In this context, investigating listeriosis using a generic ‘food poisoning’ paradigm may be insufficient; a pathogen-specific forensic approach is required. For L. monocytogenes, a simple co-detection in patient and food is insufficient. Investigators must build a structured chain of evidence that is tailored to the biology and epidemiology of this pathogen and integrates the following:

• A detailed and chronologically coherent exposure history, aligned with the known incubation period of invasive listeriosis (median around 11 days, with 90% of cases occurring within 28 days of exposure) [5,6];
• Traceable and representative sampling of suspected foods and alternative sources (including water systems and domestic environments), in line with EU and EURL-Lm guidance for RTE foods [7];
• Strict adherence to EU reference methods for L. monocytogenes detection and enumeration as well as to general microbiological requirements (ISO 7218) [8,9,10];
• Cautious interpretation of WGS data, in line with EFSA/ECDC recommendations, especially for clonal complexes that are widely disseminated [11,12];
• A rigorous clinical and medico-legal assessment of the proximate cause of death, distinguishing underlying conditions, precipitating infection, and immediate lethal mechanism.

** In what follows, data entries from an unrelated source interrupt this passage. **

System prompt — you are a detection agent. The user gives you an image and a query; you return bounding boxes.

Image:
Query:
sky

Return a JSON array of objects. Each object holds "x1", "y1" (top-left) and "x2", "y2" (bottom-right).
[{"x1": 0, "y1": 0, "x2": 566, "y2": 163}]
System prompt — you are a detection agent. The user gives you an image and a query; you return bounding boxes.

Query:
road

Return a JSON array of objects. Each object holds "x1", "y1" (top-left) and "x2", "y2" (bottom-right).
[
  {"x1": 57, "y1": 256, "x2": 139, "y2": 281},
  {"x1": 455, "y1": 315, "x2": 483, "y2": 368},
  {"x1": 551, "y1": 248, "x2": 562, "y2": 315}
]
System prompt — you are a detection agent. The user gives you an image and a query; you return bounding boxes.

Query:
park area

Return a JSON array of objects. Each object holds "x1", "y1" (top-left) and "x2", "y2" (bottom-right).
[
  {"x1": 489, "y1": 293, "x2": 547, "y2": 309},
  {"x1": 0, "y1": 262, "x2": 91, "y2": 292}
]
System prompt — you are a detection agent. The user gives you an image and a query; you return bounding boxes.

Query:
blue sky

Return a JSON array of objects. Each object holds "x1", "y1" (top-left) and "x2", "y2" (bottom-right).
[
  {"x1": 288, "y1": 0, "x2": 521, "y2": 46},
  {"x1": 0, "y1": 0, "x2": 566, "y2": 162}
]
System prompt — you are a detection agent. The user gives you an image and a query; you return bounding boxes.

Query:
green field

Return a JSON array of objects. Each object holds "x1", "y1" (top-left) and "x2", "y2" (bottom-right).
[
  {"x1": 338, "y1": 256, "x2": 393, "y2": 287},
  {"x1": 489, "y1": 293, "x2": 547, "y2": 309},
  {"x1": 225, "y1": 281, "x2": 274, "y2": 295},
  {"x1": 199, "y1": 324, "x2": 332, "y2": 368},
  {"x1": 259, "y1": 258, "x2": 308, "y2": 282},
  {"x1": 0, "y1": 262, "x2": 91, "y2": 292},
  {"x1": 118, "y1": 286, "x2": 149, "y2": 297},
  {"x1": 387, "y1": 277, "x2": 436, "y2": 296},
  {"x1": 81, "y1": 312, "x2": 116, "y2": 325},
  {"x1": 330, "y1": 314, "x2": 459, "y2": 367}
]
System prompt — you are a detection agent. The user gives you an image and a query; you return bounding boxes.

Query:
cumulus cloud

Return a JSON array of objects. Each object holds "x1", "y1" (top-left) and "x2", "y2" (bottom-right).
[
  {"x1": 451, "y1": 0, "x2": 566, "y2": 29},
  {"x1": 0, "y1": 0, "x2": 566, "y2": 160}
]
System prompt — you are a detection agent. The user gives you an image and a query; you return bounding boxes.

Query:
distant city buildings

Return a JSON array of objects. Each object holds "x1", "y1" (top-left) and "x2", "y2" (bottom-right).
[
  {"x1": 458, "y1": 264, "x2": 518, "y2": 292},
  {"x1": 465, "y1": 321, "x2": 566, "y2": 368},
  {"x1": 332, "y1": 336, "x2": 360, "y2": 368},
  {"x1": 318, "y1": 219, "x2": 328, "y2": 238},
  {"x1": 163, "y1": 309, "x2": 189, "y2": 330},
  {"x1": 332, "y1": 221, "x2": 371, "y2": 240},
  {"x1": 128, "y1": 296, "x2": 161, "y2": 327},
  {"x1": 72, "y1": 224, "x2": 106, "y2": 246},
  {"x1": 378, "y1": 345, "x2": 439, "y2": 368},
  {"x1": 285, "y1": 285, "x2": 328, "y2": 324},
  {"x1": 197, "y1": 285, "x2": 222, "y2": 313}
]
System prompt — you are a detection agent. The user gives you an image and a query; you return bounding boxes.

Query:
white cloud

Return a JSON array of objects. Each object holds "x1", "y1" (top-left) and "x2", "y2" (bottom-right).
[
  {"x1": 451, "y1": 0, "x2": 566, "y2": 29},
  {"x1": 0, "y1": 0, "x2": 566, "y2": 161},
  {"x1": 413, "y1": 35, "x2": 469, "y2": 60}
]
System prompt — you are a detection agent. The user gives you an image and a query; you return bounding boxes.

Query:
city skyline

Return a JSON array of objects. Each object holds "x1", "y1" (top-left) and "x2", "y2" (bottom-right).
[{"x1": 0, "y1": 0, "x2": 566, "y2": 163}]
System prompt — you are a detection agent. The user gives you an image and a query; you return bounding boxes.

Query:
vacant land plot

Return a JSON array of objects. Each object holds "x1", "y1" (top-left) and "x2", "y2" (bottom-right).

If this pathogen-specific chain is not constructed from the outset, subsequent medico-legal opinions—whether for the prosecution or the defence—will rely on incomplete or biased material. This can lead to higher costs for the State (prolonged, inconclusive proceedings, conflicting expert reports) and a substantial risk of injustice for both defendants and victims.

In this article, we present a fatal case of listeriosis in a severely immunocompromised woman, initially attributed to a traditional pork offal product from a small farm. Rather than focusing solely on the outcome of the specific trial, we use the case as a didactic, methodological example. Through a multidisciplinary review involving forensic medicine, infectious diseases and food hygiene, we show how weaknesses in sampling strategy, laboratory procedures, source attribution and clinical assessment can compromise the pathogen-specific evidence chain required in listeriosis.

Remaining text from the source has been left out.